Is there way to deserialize

JsonElemet

as field of

@Serializable

class? Example:

@Serializable
data class Test(
    val a: Int,
    val b: JsonElement
)

val test = JSON.parse(Test.serializer(), """{"a":1,"b":{"test":"test2"}}""")
println(test.toString())

This functionality was recently added but has not been released yet 😞

So, I’ll wait for the release. Thank you for information!
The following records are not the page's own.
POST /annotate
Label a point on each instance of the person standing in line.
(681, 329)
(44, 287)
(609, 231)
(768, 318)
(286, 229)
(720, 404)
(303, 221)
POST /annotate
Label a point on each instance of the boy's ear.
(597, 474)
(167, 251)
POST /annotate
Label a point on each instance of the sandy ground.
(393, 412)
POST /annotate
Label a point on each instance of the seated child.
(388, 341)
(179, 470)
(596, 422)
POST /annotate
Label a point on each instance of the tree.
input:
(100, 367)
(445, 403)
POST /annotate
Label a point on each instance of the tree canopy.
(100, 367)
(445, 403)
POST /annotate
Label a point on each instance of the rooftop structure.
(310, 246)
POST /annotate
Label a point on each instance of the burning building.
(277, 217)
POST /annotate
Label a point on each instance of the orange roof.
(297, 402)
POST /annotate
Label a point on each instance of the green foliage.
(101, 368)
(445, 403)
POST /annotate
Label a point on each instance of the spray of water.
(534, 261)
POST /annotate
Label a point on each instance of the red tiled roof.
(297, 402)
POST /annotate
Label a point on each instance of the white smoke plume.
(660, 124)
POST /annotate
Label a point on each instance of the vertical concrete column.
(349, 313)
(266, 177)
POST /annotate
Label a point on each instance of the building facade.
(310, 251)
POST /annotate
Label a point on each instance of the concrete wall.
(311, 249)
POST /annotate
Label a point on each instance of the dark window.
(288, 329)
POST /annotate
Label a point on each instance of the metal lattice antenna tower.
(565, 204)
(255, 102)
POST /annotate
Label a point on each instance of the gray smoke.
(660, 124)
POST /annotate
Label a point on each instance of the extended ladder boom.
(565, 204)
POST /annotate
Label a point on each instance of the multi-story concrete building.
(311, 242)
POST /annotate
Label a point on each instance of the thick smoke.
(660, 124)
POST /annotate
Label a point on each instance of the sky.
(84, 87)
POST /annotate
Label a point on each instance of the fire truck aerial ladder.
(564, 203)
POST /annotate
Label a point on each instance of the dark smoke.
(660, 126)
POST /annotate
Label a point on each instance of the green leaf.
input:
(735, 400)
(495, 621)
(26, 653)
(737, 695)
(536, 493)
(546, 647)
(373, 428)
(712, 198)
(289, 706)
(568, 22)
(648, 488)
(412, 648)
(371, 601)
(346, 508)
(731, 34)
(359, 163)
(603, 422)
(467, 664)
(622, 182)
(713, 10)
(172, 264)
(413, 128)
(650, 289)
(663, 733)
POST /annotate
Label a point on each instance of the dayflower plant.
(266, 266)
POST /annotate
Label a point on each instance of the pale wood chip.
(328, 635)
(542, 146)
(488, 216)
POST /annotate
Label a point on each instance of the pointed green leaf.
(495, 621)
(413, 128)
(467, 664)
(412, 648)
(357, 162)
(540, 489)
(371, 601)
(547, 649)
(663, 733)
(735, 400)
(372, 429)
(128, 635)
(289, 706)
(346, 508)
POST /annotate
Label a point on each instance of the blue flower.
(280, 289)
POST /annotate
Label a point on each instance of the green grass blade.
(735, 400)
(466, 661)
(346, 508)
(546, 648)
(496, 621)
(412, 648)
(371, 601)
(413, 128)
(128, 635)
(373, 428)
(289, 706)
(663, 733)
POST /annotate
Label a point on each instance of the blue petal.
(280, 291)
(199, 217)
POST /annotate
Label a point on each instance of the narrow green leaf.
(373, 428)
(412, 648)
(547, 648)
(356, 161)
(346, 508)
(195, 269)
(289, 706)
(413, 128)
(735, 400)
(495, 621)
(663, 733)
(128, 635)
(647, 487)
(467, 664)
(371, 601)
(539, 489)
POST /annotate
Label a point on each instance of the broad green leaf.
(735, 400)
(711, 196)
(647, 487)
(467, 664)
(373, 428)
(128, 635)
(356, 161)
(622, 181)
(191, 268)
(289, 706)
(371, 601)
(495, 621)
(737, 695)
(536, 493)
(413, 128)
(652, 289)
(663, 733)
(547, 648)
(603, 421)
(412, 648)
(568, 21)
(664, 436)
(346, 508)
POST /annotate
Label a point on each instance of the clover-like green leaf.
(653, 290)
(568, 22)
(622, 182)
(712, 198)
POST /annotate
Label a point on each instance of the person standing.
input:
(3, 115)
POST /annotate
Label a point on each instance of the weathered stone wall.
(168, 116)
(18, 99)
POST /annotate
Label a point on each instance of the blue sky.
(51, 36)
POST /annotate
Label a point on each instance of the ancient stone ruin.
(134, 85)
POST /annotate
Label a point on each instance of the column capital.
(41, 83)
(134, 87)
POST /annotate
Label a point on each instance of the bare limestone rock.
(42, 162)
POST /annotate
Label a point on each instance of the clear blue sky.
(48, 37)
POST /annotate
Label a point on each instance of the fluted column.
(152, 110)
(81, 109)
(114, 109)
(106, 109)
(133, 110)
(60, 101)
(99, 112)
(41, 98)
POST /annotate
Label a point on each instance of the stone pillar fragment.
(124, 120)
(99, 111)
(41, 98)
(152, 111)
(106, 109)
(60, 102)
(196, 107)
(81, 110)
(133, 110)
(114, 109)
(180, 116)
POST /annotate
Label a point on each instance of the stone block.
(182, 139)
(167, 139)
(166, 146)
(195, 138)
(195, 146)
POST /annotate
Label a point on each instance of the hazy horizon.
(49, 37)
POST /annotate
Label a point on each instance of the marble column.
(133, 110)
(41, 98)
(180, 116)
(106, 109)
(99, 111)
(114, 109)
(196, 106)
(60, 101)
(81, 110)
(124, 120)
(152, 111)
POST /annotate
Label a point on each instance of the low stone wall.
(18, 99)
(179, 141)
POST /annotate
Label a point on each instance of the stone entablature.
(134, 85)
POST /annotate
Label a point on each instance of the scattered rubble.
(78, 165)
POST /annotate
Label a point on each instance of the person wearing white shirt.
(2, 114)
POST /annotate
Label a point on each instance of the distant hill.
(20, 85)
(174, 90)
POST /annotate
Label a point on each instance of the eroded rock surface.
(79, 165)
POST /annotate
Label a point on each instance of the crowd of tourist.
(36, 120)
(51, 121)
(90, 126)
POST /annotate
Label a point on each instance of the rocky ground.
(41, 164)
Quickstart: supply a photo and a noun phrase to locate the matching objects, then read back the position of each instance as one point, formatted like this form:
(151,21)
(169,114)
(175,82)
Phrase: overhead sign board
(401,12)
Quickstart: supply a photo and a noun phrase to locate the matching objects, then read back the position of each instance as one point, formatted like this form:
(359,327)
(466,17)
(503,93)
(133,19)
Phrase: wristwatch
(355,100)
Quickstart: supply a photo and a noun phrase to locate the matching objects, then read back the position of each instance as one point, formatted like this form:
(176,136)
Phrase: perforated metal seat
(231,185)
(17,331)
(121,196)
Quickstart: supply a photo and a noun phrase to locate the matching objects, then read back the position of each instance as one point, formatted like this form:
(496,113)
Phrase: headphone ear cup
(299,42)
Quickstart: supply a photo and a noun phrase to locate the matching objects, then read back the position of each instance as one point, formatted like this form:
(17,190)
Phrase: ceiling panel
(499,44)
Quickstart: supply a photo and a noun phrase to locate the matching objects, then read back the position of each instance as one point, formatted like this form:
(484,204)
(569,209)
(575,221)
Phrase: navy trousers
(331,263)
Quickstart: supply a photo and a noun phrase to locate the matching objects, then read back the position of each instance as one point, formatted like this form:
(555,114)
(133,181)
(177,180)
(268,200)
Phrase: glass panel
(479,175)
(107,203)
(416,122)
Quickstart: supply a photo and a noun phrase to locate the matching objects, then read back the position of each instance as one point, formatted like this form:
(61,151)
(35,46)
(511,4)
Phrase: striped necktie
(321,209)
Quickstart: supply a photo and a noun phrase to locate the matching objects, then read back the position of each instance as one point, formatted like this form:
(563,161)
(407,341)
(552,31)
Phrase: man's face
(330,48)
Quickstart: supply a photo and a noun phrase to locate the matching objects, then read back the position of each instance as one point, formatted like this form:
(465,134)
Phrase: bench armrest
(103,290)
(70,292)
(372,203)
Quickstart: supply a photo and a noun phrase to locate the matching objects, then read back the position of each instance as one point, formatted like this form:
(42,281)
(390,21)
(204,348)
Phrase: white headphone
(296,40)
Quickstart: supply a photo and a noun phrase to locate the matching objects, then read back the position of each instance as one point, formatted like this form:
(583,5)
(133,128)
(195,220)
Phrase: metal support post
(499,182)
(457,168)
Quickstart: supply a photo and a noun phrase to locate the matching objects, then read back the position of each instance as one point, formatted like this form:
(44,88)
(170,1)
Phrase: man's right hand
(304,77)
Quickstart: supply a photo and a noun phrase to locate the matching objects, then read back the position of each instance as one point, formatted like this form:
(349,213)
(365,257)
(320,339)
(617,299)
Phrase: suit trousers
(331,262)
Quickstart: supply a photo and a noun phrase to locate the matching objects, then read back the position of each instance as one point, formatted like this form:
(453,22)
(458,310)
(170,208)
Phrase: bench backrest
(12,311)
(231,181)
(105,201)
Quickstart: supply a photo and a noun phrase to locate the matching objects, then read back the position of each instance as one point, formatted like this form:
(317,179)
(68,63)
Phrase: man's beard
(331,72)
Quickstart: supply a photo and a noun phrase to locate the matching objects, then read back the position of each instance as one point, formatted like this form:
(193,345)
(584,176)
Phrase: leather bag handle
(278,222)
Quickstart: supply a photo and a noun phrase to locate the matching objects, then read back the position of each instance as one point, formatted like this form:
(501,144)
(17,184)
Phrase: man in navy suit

I found temporary solution (not for production)

@Serializer(forClass = JsonElement::class)
object JsonElementSerializer : KSerializer<JsonElement> {
    override val descriptor: SerialDescriptor = StringDescriptor

    private val jsonInputW = JSON.JsonOutput::class.declaredMemberProperties
        .find { it.name == "w" }!!
        .also { it.isAccessible = true }
    private val jsonLiteralBody = JsonLiteral::class.declaredMemberProperties
        .find { it.name == "body" }!!
        .also { it.isAccessible = true }
    private var print: KFunction<*>? = null
    override fun serialize(output: Encoder, obj: JsonElement) {
        if (obj is JsonLiteral && jsonLiteralBody.get(obj) is String) {
            output.encodeString(obj.toString())
        } else {
            val composer = jsonInputW.get(output as JSON.JsonOutput)!!
            if (print == null) {
                print = composer::class.functions
                    .find { it.name == "print" && it.valueParameters.firstOrNull()?.type?.toString() == "kotlin.String" }!!
                    .also { it.isAccessible = true }
            }
            print!!.call(composer, obj.toString())
        }
    }

    private val jsonInputP = JSON.JsonInput::class.declaredMemberProperties
        .find { it.name == "p" }!!.also { it.isAccessible = true }
    private val jsonTreeParserConstructor = JsonTreeParser::class.constructors
        .find { it.parameters.first().name == "p" }!!
    override fun deserialize(input: Decoder) = run {
        val parser = jsonInputP.get(input as JSON.JsonInput)
        jsonTreeParserConstructor.call(parser).read()
    }
}